The agent's false negative

"No events found for portfolio 'Public Portfolio Challenge' with the requested filters. Try a wider date window, different event types, or include Market/NoSignal events if you are auditing raw cadence."

Aurora concludes from this that the trade was likely a manual execution or an external action not driven by this specific RSI strategy. That conclusion is wrong. The events existed. The failure is architectural, not the model's: the auditor was originally written to fit a forensic audit inside an LLM context window, so it fetches up to 500 events, samples them into CSV, and asks the model to summarize. The compression saves tokens. It also strips signal-condition audit values, formats price objects as [object Object], and loses the exact fields the investigation needs. The tool tells the user nothing happened. Aurora repeats it.

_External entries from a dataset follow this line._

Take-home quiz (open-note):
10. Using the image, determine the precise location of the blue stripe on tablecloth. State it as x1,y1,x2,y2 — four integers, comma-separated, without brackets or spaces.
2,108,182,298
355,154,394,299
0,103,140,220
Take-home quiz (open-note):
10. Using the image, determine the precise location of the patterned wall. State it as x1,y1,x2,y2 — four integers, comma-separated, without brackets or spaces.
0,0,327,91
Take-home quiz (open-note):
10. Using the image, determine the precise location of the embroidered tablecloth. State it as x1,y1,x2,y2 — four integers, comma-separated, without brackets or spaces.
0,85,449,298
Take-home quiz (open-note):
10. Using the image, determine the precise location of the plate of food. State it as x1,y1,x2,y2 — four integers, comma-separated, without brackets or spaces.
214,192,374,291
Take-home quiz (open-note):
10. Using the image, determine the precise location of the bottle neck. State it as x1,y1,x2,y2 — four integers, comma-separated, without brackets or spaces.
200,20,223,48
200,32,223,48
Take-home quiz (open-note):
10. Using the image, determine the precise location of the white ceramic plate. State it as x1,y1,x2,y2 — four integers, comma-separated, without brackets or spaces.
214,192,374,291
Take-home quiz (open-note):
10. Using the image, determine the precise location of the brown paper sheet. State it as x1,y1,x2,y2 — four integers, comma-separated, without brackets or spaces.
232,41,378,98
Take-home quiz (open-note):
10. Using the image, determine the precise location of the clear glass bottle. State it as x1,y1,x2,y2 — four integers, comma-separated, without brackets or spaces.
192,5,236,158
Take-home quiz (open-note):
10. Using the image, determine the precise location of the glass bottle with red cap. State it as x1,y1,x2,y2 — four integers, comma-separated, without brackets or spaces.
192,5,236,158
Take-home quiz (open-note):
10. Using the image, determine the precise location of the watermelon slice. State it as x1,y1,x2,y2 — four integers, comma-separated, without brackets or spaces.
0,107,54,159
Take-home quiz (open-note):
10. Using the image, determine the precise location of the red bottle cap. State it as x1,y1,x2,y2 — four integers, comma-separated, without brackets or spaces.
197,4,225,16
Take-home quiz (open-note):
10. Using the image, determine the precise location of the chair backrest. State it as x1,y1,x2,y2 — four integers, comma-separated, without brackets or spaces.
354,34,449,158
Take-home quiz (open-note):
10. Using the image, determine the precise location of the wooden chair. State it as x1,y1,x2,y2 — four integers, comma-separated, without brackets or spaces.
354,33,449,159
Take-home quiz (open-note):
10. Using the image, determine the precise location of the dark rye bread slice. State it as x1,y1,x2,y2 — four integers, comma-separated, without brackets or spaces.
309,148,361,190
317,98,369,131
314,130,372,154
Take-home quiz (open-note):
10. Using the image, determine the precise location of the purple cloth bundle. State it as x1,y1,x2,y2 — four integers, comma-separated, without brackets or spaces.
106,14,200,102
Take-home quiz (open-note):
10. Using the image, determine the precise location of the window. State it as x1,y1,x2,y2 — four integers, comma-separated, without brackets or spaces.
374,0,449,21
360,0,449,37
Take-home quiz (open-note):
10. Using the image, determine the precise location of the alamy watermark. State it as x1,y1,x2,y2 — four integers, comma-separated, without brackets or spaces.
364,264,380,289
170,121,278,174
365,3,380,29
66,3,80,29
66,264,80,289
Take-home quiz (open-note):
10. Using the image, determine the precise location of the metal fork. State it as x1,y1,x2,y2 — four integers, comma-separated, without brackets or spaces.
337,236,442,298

Aurora agent verdict at 9:27 AM: confirms META RSI(14) = 28.45 (well below the strategy's 50 threshold), correctly concludes the trade should not have happened automatically, then incorrectly concludes the trade was a manual execution because its event auditor returned no events.
9:27 AM · Aurora's verdict. The RSI math is right. The cause is wrong. · open the full agent run →

I know I did not manually buy META. The order came out of the strategy. So either Aurora's auditor is missing the event, or the event was written wrong. Either way, the existing auditor cannot find what I need it to find. I open Cursor with the NexusTrade MCP server directly connected and start walking the events by hand.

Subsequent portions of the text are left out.